The result is bandwidth levels far lower than Youtube 4k 360 and at far lower latency. We are talking 8Mbps and approx 1 second glass to glass latency for 8k 360, as opposed to 20-30Mbps and 20-30s latency for 4k 360 streamed via YouTube.
We use this to enable real time interactive experiences for audiences eg for shopping and entertainment use cases.
could you share please, which camera was used at those samples available through Odience app for mobile?
Those samples are still available to re-stream for the public if someone is interested to check can download the app and register and watch, right?

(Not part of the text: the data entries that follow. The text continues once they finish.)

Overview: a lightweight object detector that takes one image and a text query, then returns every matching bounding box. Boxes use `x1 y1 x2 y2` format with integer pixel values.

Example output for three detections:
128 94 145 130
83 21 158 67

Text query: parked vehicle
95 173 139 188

Asking because when I checked a few weeks back the sample “RUDSAK”, I couldn’t watch for some reason.
We use KanDao Obsidian R and Insta360 Pro 2 cameras for professional 360 content streaming. The Odience app is free on AppStore and PlayStore and has 6 or 7 publically available restream events. This content was originally live streamed but is now available as restreams.
Simultaneous viewers of a live or restream event receive the event content at the same time, and they can also chat or video call each other to discuss or watch the content together within the app.